Oncocephala susanstainesae

Scientific classification
- Kingdom: Animalia
- Phylum: Arthropoda
- Class: Insecta
- Order: Coleoptera
- Suborder: Polyphaga
- Infraorder: Cucujiformia
- Family: Chrysomelidae
- Genus: Oncocephala
- Species: O. susanstainesae
- Binomial name: Oncocephala susanstainesae Calcetas, Staines & Adorada, 2021

= Oncocephala susanstainesae =

- Genus: Oncocephala
- Species: susanstainesae
- Authority: Calcetas, Staines & Adorada, 2021

Species of beetle

Oncocephala susanstainesae is a species of beetle of the family Chrysomelidae.
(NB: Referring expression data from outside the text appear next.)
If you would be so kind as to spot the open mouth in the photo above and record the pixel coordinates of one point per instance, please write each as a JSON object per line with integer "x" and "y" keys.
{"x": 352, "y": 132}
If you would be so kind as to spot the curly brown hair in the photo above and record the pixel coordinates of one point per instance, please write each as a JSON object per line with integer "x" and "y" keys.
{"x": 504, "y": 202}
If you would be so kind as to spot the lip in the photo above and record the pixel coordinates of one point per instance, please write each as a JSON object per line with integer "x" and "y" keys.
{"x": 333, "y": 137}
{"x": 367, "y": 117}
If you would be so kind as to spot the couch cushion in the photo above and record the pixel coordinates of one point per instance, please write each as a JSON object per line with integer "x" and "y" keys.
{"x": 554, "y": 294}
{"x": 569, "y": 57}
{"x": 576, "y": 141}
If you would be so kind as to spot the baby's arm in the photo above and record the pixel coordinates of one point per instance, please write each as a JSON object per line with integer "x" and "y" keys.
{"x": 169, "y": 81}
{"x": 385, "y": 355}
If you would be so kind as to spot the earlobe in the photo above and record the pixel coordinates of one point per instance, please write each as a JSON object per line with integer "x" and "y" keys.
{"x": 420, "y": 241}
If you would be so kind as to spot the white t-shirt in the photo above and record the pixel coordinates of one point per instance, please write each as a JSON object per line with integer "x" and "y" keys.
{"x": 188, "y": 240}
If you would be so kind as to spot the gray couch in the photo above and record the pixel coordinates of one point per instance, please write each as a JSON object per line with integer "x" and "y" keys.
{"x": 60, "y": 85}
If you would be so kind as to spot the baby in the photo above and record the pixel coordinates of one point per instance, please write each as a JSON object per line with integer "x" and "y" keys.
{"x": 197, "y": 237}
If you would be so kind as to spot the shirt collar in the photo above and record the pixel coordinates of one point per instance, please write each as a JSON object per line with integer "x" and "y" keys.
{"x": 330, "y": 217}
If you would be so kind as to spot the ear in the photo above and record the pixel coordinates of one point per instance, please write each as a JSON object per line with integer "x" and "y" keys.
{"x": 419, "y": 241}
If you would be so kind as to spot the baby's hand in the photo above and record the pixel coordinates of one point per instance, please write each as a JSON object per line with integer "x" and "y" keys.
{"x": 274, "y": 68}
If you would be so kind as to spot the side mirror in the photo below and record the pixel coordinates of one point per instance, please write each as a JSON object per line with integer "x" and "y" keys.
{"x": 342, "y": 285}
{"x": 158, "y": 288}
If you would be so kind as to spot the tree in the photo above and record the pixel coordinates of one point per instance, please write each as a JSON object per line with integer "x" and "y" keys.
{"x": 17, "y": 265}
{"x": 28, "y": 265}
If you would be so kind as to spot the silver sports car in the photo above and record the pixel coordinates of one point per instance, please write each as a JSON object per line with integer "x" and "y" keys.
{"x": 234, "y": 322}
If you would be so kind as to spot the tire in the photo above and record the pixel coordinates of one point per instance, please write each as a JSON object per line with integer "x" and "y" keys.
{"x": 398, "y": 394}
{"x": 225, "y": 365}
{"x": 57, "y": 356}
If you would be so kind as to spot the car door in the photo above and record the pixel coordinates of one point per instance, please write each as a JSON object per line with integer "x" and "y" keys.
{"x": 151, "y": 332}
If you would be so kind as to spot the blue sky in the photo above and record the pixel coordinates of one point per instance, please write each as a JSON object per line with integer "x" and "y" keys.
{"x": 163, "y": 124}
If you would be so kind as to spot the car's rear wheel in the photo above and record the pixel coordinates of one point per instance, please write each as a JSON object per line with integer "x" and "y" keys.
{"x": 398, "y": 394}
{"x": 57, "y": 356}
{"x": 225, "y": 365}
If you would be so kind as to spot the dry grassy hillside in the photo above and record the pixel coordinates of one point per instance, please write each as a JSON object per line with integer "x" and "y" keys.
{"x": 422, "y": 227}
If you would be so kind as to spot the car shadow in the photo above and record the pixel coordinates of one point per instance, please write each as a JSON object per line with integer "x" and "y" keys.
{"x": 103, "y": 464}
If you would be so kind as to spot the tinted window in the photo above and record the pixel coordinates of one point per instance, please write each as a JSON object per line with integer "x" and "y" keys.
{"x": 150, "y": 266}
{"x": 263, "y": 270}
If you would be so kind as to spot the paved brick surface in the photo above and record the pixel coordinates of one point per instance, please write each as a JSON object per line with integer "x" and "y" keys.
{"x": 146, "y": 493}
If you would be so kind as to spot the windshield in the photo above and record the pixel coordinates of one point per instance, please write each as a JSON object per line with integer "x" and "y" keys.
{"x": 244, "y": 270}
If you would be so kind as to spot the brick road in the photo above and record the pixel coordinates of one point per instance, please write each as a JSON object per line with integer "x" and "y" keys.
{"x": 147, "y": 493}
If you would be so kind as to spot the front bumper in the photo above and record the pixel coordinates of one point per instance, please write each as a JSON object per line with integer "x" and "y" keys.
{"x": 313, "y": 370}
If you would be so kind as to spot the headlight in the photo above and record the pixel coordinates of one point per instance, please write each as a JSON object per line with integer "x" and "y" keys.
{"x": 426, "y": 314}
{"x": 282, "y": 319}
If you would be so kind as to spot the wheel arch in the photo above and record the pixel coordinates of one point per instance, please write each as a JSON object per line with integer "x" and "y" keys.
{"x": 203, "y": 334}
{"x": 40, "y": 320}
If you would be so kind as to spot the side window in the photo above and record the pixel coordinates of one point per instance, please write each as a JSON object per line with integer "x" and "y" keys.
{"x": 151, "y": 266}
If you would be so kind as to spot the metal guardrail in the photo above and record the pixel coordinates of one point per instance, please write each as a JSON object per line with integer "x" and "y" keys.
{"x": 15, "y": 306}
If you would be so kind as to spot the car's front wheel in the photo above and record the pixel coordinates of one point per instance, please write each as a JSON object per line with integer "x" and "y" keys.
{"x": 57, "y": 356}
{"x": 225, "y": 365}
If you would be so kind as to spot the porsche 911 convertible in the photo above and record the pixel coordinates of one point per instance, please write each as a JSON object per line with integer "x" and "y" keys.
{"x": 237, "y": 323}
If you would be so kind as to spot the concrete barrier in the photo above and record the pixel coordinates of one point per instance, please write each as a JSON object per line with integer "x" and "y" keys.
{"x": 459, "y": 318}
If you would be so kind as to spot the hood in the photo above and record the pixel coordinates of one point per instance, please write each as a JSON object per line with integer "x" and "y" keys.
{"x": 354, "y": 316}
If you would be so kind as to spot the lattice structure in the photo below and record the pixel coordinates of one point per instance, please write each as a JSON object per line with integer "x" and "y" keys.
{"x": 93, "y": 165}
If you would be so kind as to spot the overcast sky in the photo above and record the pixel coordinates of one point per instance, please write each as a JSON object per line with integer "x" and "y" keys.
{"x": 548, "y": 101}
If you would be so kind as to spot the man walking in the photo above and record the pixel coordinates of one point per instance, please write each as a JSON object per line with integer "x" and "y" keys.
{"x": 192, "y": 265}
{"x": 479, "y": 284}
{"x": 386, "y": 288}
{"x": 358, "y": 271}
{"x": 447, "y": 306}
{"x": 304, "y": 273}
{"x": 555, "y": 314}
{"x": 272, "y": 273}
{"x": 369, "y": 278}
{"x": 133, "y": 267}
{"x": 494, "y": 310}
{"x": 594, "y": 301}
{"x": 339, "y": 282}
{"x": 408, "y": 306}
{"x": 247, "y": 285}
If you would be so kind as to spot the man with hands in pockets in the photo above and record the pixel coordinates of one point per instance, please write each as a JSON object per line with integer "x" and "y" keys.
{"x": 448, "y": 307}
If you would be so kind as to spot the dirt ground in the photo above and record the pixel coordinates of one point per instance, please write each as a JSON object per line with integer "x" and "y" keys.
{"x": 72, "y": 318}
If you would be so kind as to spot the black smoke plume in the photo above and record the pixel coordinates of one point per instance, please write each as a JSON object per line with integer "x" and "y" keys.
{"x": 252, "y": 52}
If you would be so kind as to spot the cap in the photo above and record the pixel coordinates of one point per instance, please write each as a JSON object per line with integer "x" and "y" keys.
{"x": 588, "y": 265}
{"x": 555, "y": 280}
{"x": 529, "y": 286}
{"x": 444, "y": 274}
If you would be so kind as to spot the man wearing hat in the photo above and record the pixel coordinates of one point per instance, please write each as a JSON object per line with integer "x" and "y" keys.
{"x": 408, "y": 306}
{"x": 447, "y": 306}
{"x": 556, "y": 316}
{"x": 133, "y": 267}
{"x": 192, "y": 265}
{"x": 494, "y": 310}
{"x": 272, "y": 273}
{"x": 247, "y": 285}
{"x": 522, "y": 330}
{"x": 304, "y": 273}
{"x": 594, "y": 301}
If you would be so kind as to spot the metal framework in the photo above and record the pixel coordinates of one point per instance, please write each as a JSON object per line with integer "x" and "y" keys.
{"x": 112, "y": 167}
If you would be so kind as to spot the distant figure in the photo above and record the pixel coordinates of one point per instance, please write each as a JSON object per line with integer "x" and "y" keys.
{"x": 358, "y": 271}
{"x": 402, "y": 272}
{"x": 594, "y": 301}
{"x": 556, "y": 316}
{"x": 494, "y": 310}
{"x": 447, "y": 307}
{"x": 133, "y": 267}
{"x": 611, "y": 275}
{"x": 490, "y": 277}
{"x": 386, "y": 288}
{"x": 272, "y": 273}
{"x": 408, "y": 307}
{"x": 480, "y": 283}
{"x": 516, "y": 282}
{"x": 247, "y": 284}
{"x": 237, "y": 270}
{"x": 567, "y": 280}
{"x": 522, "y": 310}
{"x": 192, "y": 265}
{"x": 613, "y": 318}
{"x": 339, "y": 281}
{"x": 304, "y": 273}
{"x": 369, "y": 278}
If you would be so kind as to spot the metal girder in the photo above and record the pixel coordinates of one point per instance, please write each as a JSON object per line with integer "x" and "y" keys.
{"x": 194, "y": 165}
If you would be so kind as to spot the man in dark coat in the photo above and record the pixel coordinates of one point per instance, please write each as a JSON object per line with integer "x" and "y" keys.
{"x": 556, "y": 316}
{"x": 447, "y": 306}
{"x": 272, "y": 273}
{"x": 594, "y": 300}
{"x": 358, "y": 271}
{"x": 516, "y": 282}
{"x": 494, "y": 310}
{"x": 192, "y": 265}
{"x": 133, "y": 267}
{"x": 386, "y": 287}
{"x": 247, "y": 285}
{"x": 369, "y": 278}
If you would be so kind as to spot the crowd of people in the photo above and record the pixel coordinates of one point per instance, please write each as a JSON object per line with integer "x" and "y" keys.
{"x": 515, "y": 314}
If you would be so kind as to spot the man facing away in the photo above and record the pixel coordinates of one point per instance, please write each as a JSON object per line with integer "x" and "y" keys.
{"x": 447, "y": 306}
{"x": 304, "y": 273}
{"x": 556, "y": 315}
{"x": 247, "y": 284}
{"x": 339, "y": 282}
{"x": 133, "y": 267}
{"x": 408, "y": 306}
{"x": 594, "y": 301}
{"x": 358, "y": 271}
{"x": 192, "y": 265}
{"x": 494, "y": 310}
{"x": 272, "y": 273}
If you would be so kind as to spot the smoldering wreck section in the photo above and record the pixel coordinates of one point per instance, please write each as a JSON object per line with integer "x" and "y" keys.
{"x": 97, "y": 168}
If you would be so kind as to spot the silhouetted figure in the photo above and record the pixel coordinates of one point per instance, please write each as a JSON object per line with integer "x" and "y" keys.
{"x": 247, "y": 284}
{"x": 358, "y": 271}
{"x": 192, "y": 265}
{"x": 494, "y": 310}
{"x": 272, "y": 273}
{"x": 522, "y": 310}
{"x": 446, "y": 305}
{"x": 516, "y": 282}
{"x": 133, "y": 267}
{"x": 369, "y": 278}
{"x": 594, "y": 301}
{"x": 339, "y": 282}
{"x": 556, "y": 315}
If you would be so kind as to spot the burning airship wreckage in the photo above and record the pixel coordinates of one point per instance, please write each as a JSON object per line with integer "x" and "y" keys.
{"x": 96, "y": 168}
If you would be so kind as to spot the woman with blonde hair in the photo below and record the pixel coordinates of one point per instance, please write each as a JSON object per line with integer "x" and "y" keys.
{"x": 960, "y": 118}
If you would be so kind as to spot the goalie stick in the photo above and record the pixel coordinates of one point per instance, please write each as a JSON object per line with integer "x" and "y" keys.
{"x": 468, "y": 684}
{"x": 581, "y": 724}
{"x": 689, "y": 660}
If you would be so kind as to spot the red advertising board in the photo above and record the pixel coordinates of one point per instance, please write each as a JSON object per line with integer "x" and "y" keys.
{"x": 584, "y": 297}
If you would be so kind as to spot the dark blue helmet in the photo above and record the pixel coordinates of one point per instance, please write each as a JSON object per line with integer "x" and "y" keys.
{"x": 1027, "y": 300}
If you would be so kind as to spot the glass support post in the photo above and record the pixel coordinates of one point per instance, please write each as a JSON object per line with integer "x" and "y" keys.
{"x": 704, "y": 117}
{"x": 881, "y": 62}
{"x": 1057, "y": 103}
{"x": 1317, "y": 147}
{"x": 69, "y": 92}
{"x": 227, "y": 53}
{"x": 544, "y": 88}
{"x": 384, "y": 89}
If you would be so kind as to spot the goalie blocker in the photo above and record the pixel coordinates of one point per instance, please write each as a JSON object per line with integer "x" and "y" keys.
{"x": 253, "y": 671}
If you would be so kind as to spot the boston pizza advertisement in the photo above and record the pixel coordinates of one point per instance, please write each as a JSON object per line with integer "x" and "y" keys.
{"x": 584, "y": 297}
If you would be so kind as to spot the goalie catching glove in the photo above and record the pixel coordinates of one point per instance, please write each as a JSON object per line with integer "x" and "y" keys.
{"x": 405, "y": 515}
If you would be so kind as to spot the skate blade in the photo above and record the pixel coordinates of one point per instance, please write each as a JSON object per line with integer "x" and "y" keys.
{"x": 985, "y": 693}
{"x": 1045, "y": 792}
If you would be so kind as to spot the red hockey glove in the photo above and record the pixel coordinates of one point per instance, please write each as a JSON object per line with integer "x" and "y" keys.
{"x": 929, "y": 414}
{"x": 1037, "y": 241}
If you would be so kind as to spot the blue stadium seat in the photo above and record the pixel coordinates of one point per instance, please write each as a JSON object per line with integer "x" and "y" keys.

It is found in Namibia.

==Description==
Adults reach a length of about 4.2–5.5 mm. The head and pronotum are light to dark brown with a blackish tinge, or sometimes blackish with a dark brown tinge. The elytra range from yellowish with a blackish tinge to dark yellow with a dark brown tinge. The legs range from dark yellow to dark brown.

==Life history==
No host plant has been documented for this species.

==Etymology==
The species is named after Susan L. Staines, Visiting Scientist, Smithsonian Environmental Research Center, Edgewater, Maryland, USA.